Mi chiamavo Hina Saleem, ero nata in Pakistan da genitori pakistani, ma cresciuta in Italia a Brescia.
Certo figlia di quella cultura, certo secondo la mia famiglia apparteneva a quella cultura, ma ne ho anche vissuta un’altra insieme alle mie amiche italiane vivevo quella occidentale.
Ero una ragazza musulmana perché nata da una famiglia musulmana , ma mi identificavo nella società occidentale, mi sentivo a casa mia a Brescia. Volevo vivere esattamente come vivevano tutte le altre mie amiche.
Volevo avere un ragazzo italiano, uscire, andare a ballare in discoteca.
Solo che alla mia famiglia non stava bene!
A quella famiglia che credeva che io dovessi rispettare una cultura, delle tradizioni alle quali io non avevo deciso di appartenere.
Si facevano parte della mia storia familiare, ma credevo di poter avere il diritto di scegliere se dovessero essere quelle alle quali volevo improntare la mia vita. Ero andata a convivere e mi ero fidanzata precedentemente con un ragazzo italiano.Mio padre non era d’accordo, avrebbe voluto farmi sposare un ragazzo pakistano con un matrimonio combinato.
Questa non sarebbe neanche una storia così particolare. Chissà quanti genitori non hanno approvato le libere scelte dei propri figli. Chissà quante famiglie si sono scontrate anche duramente con loro per questo.
Se non fosse per quello che mi è costato.
Mio padre non mi ha tolto la parola, mio padre non mi ha cacciata di casa.
Venti coltellate, sgozzata e seppellita nel giardino di casa.
Così è finita la mia vita, questo il prezzo che ho dovuto pagare.
L’uomo che mi ha ucciso è il mio stesso padre.
Qualche anno dopo mio fratello ha deciso di far rimuovere la fotografia dalla mia tomba perché a suo avviso ero troppo poco vestita.

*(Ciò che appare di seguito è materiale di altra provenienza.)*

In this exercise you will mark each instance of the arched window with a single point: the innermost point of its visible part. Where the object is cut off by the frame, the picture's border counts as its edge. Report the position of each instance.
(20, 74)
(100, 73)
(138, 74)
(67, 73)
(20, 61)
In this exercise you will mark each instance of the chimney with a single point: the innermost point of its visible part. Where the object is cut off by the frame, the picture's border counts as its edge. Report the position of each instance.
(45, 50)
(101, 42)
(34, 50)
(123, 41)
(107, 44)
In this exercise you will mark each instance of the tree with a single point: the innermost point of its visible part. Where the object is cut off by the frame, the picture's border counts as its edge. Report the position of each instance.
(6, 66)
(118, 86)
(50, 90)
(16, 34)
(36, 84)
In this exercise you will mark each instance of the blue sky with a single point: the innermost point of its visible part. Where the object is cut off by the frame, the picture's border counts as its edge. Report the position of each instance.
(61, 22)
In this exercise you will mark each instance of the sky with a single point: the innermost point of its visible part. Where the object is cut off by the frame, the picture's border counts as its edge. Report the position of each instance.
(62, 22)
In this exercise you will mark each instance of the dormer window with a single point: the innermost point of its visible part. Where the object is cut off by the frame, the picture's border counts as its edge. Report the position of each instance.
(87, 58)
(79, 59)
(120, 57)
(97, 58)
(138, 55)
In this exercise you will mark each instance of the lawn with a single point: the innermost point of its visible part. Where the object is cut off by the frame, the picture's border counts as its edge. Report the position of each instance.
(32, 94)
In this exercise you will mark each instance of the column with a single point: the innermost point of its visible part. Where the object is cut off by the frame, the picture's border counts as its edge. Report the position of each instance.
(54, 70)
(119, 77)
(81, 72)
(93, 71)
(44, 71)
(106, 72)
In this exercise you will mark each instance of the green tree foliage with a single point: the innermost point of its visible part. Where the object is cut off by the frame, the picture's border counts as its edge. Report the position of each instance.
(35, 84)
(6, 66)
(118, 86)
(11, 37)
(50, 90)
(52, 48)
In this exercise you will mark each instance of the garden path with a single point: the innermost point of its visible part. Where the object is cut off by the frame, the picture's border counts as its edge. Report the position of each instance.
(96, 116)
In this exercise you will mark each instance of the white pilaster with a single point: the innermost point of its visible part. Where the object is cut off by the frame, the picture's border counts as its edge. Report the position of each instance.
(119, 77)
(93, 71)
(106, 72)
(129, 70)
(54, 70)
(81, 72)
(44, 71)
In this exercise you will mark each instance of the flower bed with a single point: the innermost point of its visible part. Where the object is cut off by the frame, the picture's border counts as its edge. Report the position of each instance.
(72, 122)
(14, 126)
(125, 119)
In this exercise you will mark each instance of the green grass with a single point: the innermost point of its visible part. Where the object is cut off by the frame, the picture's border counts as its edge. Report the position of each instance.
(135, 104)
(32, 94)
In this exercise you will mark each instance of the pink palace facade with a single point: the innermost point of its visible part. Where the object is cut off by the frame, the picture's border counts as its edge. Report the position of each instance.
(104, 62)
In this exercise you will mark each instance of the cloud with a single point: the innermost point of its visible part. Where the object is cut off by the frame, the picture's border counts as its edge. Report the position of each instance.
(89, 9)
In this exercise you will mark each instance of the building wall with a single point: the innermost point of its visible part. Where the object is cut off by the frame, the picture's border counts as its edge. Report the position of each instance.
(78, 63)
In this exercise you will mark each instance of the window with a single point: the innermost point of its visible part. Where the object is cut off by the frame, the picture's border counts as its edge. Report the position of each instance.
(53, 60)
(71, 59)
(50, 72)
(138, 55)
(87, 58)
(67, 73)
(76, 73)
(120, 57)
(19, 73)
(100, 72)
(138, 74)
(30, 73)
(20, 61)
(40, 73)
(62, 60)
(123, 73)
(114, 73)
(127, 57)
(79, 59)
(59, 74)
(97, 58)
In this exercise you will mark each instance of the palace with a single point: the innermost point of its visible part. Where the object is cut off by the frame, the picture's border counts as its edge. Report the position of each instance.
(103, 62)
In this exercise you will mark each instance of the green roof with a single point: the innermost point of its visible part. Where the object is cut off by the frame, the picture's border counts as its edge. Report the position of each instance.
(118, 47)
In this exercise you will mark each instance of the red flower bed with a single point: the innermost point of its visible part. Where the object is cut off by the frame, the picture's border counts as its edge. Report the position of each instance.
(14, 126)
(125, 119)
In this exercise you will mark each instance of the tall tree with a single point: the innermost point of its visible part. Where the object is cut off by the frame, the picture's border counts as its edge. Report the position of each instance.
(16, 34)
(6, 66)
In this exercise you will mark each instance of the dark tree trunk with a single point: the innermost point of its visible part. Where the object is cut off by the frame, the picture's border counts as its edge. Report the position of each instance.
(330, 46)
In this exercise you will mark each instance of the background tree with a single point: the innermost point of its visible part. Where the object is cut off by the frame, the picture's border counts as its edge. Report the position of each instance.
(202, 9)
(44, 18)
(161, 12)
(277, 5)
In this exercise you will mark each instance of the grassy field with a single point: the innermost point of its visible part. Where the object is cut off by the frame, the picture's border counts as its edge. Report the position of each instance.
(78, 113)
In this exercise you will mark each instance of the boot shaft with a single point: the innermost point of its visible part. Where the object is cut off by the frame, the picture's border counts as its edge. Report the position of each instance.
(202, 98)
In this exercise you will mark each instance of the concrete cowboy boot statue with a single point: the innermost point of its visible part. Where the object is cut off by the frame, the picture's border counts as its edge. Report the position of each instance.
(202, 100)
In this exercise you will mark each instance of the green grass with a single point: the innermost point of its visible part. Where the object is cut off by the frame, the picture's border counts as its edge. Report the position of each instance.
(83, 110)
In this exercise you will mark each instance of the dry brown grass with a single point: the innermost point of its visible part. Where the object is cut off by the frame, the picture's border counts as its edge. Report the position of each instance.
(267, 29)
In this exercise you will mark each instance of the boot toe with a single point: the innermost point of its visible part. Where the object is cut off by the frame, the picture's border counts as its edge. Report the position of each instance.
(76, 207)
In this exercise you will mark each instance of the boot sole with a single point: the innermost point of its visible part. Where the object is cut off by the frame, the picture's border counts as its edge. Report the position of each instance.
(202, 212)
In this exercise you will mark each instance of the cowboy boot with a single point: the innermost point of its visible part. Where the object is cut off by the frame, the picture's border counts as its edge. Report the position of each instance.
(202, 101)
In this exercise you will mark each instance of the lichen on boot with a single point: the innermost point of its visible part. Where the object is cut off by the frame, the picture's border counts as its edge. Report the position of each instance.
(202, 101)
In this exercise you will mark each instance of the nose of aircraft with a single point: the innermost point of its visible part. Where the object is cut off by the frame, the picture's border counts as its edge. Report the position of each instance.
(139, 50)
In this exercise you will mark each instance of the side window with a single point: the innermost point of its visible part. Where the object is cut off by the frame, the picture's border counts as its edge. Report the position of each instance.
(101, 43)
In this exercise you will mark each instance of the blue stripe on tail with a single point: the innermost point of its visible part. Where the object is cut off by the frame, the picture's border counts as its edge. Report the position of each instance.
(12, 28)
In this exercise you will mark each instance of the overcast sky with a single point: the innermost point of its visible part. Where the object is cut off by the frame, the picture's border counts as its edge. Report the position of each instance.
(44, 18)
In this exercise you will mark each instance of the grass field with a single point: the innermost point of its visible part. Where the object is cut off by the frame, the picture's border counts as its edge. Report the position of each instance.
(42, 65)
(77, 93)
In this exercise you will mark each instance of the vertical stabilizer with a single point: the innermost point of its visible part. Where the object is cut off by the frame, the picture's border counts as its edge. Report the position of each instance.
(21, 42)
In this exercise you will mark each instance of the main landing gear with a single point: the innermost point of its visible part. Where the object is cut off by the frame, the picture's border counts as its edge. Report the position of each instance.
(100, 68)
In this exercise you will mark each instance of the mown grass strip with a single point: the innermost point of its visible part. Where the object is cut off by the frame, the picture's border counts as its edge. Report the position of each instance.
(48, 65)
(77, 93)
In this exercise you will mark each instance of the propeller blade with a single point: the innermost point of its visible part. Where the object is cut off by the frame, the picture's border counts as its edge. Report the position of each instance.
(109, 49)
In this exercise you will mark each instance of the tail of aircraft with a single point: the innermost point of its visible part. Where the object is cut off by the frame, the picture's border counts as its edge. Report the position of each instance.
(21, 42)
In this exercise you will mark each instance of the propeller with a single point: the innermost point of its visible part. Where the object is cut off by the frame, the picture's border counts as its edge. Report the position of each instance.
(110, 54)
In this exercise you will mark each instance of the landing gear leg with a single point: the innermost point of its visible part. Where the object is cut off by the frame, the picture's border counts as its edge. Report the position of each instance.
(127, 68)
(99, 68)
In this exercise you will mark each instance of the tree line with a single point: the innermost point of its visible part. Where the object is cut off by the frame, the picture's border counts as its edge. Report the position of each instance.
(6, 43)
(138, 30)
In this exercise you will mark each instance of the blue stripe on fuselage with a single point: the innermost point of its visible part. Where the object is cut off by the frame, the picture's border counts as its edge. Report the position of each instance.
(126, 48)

Oggi il mondo celebra la giornata internazionale per l’eliminazione della violenza contro le donne. Ci si riempie la bocca di tante parole, ci sono tanti luoghi comuni di tante presunte femministe e uomini ipocriti in tutto il mondo.
Ma mi chiedo se oggi in Italia vengo ancora ricordata, se oggi in Italia si pensa alle tante donne che vivono la mia condizione.

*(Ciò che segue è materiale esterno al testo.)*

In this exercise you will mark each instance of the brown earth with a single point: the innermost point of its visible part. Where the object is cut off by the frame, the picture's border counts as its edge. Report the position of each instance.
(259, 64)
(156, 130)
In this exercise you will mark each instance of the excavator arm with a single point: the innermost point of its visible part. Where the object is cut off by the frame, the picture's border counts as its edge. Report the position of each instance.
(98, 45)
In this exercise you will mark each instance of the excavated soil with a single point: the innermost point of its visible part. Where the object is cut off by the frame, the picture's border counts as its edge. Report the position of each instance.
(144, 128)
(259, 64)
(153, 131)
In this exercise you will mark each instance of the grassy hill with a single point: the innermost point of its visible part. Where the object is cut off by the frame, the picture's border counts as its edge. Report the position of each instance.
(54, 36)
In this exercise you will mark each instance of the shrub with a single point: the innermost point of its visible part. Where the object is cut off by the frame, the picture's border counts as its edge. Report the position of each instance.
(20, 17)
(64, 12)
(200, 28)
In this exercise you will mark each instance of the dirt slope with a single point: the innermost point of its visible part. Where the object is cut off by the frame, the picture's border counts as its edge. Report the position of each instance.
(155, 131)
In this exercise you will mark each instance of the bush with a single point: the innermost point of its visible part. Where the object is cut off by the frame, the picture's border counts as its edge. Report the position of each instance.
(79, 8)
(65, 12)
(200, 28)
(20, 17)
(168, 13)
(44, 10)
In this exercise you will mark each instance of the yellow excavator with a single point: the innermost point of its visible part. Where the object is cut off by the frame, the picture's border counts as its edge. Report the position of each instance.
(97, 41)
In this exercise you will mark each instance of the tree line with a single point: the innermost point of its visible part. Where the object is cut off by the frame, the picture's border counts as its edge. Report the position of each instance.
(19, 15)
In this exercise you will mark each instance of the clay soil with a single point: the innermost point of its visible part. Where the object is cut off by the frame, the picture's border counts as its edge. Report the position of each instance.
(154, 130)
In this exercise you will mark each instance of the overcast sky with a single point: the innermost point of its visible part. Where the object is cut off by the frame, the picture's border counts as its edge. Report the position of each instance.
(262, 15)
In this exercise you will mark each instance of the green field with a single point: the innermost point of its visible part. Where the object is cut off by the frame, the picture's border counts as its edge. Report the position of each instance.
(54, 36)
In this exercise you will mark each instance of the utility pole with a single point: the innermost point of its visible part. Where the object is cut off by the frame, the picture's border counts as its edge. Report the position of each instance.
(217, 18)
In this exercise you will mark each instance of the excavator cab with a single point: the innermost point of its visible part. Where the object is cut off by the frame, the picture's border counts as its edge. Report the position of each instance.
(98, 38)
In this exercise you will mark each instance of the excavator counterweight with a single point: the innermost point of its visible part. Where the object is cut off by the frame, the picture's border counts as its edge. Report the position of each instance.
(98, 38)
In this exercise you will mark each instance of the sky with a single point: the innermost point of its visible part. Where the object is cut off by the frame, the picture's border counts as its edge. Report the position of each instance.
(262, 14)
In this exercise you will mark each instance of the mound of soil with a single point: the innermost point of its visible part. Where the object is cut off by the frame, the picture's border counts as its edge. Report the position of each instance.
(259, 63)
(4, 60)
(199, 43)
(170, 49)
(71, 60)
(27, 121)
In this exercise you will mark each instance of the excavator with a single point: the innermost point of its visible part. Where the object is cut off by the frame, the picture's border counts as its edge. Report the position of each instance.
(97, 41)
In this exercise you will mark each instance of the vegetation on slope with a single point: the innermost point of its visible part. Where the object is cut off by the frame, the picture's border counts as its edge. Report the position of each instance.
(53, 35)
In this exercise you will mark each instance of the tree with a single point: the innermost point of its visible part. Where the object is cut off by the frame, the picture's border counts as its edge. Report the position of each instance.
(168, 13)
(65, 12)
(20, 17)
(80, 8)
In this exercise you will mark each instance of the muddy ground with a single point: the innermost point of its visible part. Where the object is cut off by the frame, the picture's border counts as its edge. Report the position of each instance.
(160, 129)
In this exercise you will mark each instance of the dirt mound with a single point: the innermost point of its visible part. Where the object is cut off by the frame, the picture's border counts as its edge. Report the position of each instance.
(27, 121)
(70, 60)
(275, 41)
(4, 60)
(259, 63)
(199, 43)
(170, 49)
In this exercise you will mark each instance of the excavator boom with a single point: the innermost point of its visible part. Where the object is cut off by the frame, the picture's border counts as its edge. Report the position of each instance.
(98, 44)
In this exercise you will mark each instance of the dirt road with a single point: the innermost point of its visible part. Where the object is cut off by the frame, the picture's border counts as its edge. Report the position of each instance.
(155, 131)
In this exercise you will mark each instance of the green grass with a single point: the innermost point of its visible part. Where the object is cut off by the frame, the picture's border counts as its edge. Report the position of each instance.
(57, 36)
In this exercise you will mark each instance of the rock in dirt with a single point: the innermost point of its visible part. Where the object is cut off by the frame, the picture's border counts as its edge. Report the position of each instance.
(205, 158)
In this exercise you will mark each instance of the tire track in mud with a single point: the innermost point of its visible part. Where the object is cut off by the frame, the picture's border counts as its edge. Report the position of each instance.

Se si pensa che in Italia ci sono molte ragazze che vivono in famiglie come la mia, e sulle cui libertà e sui cui diritti è giusto porsi delle domande.

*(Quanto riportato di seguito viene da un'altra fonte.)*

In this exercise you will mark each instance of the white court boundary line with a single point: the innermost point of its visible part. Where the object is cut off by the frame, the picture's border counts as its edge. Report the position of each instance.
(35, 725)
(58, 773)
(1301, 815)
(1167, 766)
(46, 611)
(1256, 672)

Non perché siano tutte uguali le persone nei comportamenti e nelle idee, ma perché è giusto che si vigili sulla libertà e la garanzia del suo mantenimento, se si vuole parlare di libertà e rispetto per tutte le donne con serietà lo stato deve garantire la libertà anche di quelle come me.
Mi chiamavo Hina Saleem. Forse oggi qualcuno si ricorda ancora di me.